刀剣における「鍔」(つば)の本来の役割は、「柄」(つか)を握る際に、手を守ることにあります。刀身と柄の間を挟むように、刀剣に施されている鍔は、戦場で「突き」の攻撃を行なうときに、刀身のほうへ手がすべるのを防いでいたのです。刀剣が登場した当初は、この鍔がなかったり、付けられていたとしても、小さな形状であったりしましたが、時代が進んで刀剣の様式が確立されると、次第に大振りな形状へと変わっていきます。
そんな鍔の中でも「甲冑師鍔」(かっちゅうしつば)は、鉄板を打ち出し、透かし紋様を施した芸術性の高い鍔です。刀装具として独立した価値を有する鍔。力強さと繊細な技術を伝える甲冑師鍔の世界をご紹介します。

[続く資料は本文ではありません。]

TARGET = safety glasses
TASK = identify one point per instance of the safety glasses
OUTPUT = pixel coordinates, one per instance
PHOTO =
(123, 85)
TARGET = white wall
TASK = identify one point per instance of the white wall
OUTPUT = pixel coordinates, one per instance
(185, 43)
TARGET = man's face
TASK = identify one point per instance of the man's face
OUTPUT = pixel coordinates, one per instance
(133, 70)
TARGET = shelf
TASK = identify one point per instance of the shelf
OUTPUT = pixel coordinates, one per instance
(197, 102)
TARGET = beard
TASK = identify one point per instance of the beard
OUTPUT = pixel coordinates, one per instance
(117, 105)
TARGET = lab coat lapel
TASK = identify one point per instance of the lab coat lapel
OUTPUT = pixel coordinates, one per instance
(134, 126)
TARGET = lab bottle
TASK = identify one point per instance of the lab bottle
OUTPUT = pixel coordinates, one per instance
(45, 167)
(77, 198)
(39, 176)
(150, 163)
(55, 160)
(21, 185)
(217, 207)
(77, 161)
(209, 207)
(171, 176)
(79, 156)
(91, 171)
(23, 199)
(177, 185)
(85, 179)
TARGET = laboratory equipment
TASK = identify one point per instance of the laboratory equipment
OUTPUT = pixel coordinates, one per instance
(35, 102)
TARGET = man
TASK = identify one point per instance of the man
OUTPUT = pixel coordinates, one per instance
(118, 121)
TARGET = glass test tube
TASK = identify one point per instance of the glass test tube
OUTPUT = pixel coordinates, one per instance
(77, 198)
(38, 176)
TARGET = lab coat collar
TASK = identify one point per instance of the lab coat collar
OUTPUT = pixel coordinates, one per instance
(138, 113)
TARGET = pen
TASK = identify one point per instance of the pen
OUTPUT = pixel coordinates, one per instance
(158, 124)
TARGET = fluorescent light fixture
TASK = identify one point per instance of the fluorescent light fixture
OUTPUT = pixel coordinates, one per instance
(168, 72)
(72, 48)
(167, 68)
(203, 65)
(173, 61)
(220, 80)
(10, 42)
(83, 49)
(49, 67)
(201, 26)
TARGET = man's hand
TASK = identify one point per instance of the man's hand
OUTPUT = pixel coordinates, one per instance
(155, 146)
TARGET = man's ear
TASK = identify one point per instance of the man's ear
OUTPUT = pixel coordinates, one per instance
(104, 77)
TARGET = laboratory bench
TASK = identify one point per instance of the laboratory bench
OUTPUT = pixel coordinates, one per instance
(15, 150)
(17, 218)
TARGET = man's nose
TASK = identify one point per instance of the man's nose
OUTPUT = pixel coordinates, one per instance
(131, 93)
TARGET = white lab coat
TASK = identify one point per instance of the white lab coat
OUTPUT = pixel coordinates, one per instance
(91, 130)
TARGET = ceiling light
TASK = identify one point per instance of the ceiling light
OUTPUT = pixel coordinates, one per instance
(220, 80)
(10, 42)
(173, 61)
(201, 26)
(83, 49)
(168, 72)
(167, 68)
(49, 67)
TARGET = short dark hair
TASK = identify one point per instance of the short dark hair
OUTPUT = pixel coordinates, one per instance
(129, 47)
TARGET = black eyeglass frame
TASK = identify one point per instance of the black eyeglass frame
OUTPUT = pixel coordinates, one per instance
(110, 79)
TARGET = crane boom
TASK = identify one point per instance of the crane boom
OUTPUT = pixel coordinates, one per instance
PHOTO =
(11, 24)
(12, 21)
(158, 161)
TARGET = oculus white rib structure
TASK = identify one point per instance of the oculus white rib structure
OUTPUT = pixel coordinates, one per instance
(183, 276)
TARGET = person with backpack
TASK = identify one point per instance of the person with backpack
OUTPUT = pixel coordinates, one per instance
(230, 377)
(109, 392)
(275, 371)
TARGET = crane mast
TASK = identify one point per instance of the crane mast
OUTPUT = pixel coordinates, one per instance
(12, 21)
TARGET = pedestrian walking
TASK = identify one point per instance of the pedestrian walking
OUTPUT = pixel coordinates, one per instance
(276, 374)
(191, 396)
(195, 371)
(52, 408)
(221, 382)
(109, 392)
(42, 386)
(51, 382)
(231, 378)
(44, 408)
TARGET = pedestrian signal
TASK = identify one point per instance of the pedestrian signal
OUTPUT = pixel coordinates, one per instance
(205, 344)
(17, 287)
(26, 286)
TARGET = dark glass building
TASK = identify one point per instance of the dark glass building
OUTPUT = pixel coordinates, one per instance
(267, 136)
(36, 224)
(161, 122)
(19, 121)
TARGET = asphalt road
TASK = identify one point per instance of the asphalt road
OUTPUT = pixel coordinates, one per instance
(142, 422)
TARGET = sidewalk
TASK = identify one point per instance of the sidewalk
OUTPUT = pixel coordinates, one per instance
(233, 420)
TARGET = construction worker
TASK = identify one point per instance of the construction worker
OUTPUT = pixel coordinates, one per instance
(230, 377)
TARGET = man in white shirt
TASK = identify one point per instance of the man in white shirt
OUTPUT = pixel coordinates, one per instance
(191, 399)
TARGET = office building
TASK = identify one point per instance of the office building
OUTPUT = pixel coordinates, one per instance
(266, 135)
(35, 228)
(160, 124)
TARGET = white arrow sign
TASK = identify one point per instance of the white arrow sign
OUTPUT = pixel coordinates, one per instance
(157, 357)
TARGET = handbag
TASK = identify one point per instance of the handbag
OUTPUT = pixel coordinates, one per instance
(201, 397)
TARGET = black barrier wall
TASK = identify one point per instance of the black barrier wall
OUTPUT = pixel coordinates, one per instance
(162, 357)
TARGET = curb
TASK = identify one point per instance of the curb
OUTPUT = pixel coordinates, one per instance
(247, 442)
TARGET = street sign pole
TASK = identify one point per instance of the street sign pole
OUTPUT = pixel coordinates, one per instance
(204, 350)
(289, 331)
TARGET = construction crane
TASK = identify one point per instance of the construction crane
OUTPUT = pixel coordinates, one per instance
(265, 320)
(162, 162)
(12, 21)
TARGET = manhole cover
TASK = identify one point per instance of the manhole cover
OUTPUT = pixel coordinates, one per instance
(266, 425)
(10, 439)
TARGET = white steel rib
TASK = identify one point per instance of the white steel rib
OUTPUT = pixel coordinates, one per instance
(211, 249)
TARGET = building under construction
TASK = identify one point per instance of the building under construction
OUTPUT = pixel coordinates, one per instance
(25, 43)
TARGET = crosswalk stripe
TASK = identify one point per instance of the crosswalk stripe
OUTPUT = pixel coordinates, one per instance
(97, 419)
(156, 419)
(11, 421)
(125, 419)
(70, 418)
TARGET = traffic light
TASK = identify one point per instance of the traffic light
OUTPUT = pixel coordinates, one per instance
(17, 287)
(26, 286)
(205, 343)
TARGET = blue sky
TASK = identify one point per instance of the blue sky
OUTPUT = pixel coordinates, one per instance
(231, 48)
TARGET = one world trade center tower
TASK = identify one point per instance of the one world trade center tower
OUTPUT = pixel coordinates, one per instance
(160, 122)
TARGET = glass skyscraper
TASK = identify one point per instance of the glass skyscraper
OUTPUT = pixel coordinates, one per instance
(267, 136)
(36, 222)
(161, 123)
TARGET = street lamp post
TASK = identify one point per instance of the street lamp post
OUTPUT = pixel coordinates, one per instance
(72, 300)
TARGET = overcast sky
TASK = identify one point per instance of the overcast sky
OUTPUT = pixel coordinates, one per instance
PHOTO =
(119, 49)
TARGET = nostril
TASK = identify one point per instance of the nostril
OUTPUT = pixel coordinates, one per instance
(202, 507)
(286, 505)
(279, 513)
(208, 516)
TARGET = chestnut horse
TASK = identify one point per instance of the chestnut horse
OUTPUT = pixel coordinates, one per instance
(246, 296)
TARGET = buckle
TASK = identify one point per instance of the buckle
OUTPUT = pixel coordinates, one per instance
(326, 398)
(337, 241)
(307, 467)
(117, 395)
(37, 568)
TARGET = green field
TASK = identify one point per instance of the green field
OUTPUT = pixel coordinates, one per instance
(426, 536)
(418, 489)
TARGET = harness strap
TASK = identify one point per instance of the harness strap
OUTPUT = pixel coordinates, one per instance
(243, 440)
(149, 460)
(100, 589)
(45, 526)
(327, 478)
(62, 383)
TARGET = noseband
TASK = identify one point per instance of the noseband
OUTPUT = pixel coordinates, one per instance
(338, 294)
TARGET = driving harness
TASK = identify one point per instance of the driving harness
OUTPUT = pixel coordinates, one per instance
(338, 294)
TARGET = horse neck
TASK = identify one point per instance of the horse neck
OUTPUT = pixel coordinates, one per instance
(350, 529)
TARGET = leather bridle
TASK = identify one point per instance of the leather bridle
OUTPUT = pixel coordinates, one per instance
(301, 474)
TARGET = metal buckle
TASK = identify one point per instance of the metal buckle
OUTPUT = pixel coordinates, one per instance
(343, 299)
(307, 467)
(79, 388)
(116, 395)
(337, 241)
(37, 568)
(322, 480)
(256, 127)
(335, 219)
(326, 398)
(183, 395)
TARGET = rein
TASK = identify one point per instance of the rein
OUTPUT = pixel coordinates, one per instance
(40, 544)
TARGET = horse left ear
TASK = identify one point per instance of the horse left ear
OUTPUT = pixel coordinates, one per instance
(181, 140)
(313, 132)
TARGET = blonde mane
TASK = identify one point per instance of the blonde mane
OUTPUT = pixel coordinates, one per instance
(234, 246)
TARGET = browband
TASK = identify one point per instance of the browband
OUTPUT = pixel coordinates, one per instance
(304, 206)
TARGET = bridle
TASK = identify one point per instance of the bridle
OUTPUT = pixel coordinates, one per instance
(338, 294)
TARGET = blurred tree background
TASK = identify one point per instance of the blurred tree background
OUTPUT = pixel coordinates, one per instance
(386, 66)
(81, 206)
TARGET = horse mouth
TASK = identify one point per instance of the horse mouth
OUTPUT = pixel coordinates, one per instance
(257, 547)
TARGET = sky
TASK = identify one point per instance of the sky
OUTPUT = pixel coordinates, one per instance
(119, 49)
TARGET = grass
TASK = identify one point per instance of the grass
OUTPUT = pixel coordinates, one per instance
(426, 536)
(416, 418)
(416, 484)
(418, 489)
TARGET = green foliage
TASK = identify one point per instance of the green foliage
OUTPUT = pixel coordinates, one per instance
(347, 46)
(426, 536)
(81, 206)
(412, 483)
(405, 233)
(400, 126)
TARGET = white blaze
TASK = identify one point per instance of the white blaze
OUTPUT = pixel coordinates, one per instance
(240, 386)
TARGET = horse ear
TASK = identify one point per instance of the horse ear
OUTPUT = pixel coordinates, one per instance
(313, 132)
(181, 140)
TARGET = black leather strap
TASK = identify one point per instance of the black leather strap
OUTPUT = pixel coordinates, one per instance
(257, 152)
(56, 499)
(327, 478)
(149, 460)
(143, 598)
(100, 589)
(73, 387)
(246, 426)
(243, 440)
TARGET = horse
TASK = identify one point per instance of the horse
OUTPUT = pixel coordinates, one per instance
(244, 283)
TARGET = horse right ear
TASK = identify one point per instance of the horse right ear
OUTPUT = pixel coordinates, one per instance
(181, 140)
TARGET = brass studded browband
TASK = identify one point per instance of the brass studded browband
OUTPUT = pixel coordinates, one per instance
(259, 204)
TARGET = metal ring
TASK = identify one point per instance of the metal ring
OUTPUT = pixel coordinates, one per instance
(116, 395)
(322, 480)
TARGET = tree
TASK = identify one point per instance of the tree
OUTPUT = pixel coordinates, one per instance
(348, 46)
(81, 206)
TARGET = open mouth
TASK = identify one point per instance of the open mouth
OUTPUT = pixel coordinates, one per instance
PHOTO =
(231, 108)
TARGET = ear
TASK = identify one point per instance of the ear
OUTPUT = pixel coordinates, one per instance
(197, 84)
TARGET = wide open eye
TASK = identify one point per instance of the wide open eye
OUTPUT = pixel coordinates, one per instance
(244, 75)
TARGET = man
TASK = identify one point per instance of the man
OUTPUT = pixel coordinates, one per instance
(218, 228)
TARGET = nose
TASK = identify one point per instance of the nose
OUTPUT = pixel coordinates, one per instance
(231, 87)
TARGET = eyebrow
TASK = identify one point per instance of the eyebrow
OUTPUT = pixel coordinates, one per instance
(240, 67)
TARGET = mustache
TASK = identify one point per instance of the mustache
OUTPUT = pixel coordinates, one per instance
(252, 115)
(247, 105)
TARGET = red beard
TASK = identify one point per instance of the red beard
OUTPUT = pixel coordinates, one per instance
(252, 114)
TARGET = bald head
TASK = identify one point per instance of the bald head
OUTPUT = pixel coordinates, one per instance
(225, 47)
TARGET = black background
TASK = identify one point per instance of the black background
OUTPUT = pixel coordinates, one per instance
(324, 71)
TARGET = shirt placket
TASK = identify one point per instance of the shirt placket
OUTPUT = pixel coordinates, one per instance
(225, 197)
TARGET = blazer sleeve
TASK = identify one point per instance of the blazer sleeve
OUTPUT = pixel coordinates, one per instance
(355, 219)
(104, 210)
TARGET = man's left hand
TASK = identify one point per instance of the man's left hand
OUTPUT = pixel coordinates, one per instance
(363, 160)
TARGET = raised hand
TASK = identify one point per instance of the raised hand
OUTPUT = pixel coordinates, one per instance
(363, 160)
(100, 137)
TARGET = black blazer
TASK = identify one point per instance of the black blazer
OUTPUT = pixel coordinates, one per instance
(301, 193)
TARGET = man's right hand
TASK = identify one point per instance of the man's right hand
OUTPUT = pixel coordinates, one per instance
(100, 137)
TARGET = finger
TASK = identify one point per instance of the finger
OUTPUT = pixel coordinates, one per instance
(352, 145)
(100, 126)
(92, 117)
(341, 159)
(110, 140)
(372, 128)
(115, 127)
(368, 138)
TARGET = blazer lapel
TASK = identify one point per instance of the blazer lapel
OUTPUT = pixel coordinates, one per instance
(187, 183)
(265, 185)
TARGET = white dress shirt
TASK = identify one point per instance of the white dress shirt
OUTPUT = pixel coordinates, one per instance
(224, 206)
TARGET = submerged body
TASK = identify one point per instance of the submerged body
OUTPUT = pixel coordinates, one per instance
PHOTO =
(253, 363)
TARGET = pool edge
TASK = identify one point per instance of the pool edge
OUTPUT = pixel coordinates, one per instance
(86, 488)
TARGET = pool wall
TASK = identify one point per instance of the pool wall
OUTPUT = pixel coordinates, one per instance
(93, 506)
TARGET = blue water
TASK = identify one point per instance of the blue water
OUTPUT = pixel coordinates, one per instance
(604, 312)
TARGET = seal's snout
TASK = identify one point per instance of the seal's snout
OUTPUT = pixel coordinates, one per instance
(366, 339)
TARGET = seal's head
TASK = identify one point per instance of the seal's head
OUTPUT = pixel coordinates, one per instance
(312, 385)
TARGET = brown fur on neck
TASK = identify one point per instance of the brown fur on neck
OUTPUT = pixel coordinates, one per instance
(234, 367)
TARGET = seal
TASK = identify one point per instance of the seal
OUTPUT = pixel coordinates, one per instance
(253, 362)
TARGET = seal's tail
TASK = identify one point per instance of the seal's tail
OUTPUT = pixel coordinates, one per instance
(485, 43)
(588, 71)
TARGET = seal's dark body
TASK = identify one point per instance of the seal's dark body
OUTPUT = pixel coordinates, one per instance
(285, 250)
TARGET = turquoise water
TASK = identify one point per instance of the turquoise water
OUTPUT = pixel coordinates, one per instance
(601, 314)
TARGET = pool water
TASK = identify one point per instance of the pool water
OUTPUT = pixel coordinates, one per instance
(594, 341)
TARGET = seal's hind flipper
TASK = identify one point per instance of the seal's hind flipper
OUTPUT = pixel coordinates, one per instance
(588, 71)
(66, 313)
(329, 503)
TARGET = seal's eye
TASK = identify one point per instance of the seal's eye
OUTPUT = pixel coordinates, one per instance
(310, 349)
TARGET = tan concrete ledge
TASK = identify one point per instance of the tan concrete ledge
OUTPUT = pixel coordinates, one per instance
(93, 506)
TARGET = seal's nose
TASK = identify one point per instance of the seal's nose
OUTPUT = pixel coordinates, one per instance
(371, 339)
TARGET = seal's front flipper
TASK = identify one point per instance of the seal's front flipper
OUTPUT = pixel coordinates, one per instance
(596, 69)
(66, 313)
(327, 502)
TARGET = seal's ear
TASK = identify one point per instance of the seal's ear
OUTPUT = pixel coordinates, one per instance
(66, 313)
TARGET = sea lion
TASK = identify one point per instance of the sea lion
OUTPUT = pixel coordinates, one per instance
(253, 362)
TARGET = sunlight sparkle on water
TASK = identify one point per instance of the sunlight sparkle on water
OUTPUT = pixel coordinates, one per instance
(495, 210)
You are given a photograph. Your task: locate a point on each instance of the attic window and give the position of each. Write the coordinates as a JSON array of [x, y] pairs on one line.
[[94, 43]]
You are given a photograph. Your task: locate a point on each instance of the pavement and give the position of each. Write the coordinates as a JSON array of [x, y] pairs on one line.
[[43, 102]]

「甲冑師鍔」はその名の通り、甲冑師によって制作されたと伝えられていますが、甲冑師鍔とされているすべての鍔が、甲冑師が手掛けたかどうかについては明確になっていません。そのため甲冑師鍔の定義は、作り手によって規定されているという訳ではないと言えるのです。
甲冑師鍔は一般的に、よく鍛えられた鉄に透かし彫りの技巧が加えられ、草花の紋様や文字などが施されています。甲冑師鍔は、実用性に富む強固な作りでありながら、高い技術力が認められる鍔なのです。
甲冑師鍔は、甲冑制作の際に指揮官の役割を果たしていた甲冑師だけではなく、漆塗りや彫金(ちょうきん)などに通じた職人達が手掛けた作品もあると考えられています。
甲冑師鍔という名称の由来のひとつとして考えられているのは、その制作方法に甲冑の「小札」(こざね)や兜の板金を鍛える技術を用いられていること。
さらには、同じく甲冑の部位である「面頬」(めんぽう)を鍛える技術を応用した点も見受けられることから、甲冑師鍔と呼ばれるようになったとする説が、現在有力視されています。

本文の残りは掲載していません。